Members of parliament's lower House of Commons were due to hold final debates on Tuesday evening, but they were expected to be little more than a formality.
Jubilant gay rights activists had danced outside parliament on Monday night as the government-backed bill passed unopposed through the upper House of Lords, where some members wore pink carnations.
A spokesman for the culture ministry, which is overseeing the new law, said the bill would probably receive official assent from head of state Queen Elizabeth II on Wednesday or Thursday.
"But we are looking at seeing the first gay weddings in the middle of 2014 because there are various issues to sort out, such as its impact on pensions," the spokesman told AFP.
Government computer systems also need to be updated to allow same-sex marriages to be registered, at an estimated cost of £2 million ($3 million, 2.3 million euros).
But the government hopes legalising gay marriage will bring an overall boost to the economy, estimating that the change could bring in up to £14.4 million a year for caterers, hotels and the rest of the wedding industry.
The bill survived a stormy passage through parliament, with dozens of members of Prime Minister David Cameron's own Conservative party voting against it.
An attempt to kill off the legislation with a "wrecking amendment" in the Lords last month failed.
Deputy Prime Minister Nick Clegg, who leads Cameron's junior coalition partners, the Liberal Democrats, said the new law would ensure that gay couples felt "recognised and valued, not excluded".

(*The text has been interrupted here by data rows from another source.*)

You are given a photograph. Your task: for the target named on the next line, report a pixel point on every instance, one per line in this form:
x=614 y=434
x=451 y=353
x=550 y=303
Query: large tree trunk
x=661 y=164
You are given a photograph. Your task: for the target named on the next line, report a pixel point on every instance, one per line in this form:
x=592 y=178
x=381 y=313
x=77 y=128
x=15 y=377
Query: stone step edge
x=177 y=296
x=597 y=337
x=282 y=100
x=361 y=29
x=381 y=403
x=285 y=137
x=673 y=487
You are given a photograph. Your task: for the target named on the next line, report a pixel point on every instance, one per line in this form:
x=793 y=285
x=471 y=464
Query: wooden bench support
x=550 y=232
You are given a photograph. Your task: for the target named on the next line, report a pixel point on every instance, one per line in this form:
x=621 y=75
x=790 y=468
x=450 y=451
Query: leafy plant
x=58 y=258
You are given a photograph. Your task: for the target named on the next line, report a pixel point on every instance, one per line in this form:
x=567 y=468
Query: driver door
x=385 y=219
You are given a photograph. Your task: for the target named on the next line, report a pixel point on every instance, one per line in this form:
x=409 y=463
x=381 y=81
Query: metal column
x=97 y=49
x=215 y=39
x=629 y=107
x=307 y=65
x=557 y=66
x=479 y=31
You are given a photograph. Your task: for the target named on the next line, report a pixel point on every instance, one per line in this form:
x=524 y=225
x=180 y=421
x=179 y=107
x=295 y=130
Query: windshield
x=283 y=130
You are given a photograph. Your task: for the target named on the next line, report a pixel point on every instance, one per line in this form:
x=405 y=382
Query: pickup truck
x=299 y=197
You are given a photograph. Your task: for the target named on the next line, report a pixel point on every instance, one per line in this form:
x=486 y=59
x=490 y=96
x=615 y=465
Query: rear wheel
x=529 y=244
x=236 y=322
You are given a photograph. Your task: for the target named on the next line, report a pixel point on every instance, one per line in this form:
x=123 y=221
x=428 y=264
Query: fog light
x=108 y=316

Gay rights activists have vowed to press on for equal marriage in the United Kingdom's other two nations, Scotland and Northern Ireland.
But opponents of gay marriage have warned that the legislation will "come back to bite" Cameron.
The Coalition for Marriage campaign group said it would mobilise a 700,000-strong support base ahead of next year's European elections and the general election in 2015.
"They are passionate, motivated and determined to fight on against a law that renders terms like 'husband and wife' meaningless," said the group's chairman Colin Hart.
Civil partnerships for gay couples have been legal in Britain since 2005, giving them identical rights and responsibilities to straight couples in a civil marriage.
But campaigners point to differences, such as gay couples' inability to choose a religious ceremony -- and their inability to call their partnership a "marriage".
The new law will ban the established Churches of England and Wales -- which are opposed to gay marriage -- from conducting ceremonies.
Other religious institutions will be able to "opt in" if they wish.
Scotland and Northern Ireland have their own laws on the matter.
The Scottish government published its own same-sex marriage bill last month, but Northern Ireland's assembly voted to block a similar measure.
In May, France became the 14th country to legalise same-sex marriage, joining the Netherlands, Spain, Canada, South Africa, Norway, Sweden, Portugal, Iceland, Argentina, Denmark, Uruguay, Belgium, and New Zealand.
Gay couples can marry in 13 US states, as well as in the capital Washington, while parts of Mexico also allow same-sex marriage.